あの「経産省若手レポート」は炎上覚悟だった 人生100年時代に「全員賛成」の政策はない
コーディネーター・石井芳明氏(以下、石井):このプロジェクトは、「こんなこと言ったらまずいんじゃないか」という部分も含めて、若手が問題意識を思い切って“言い放った”もの。産業構造審議会という格式高い会で突然発表されたのですが、当日まで管理職も内容を知らされず、次官と若手メンバーだけで資料作成が行われました。実際、どんな思いでプロジェクトに加わり、どうやって作ったのですか。
「次官・若手プロジェクト」に懸けた思い
経産省・足立茉衣氏(以下、足立):私は、役所でずっと仕事をする中で、どうしてもそのときの目の前の自分の業務しか見えなくなって、狭い世界に生きてしまうことが気になっていたんです。通常2~3年で異動するのですが、所属部署が変わっても、何か一貫する軸を持ちたい、つねに広い視野でいたい。そこで本来業務と並行的に、中長期的な課題について考えるこのプロジェクトに参加しました。
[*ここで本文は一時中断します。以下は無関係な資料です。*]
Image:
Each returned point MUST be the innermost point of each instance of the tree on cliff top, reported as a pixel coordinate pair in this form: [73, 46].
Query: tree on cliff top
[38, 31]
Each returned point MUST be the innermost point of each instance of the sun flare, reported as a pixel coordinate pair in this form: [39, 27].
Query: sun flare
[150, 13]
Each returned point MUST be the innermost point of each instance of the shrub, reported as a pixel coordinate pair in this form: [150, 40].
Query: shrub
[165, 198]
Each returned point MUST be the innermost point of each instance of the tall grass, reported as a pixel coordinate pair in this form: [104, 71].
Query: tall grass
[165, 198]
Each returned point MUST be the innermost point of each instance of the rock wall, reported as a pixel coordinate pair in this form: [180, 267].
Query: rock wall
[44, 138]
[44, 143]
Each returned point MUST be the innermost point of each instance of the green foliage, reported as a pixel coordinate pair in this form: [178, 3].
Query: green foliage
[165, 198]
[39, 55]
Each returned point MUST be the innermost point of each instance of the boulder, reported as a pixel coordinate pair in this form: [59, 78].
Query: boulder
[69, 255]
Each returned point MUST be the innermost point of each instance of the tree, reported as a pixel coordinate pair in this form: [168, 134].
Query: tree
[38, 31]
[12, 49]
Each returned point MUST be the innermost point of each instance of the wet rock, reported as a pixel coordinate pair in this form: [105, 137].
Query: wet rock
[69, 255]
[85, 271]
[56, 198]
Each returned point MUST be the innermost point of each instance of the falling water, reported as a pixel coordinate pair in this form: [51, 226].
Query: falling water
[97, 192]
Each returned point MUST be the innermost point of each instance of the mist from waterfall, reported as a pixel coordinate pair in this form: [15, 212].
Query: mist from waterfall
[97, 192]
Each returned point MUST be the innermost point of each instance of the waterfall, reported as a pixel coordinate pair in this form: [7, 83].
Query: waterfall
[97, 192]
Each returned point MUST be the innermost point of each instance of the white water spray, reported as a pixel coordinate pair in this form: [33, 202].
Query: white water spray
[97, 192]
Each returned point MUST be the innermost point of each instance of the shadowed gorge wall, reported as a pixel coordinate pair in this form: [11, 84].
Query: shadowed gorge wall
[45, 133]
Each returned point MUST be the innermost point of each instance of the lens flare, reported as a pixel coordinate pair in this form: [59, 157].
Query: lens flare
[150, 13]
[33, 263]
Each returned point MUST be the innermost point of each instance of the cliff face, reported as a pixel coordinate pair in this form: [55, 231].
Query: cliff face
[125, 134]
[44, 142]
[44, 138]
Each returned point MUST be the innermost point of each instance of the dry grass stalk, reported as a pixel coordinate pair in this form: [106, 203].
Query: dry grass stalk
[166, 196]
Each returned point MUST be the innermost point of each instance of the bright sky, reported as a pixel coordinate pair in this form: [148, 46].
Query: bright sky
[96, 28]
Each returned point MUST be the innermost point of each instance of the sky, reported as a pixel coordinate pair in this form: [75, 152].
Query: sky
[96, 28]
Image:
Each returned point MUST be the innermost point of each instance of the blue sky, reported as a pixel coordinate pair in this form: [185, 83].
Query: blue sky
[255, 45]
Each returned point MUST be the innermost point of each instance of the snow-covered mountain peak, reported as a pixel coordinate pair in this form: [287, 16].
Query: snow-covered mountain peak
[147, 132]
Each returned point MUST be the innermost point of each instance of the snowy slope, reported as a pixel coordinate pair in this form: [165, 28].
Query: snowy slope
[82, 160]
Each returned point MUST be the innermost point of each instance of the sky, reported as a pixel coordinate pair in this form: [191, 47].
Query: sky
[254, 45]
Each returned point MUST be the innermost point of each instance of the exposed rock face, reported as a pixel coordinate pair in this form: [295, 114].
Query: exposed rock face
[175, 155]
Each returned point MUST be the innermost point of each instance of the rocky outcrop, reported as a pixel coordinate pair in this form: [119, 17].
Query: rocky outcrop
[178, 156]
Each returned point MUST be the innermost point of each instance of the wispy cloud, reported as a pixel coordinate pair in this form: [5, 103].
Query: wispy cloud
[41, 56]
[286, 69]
いま世界は、転換点に来ているんじゃないかと思います。ブレグジット、ドナルド・トランプ大統領、ポピュリズムなど、世界は大きく動いていて、技術的にもITの進化によってマッチングが効率的に行われ、これまで中央集権的に行われてきたものが壊れていくかもしれない。国家のあり方は変化していくのではないか? このままの政策でいいのか? そこが議論の出発点でした。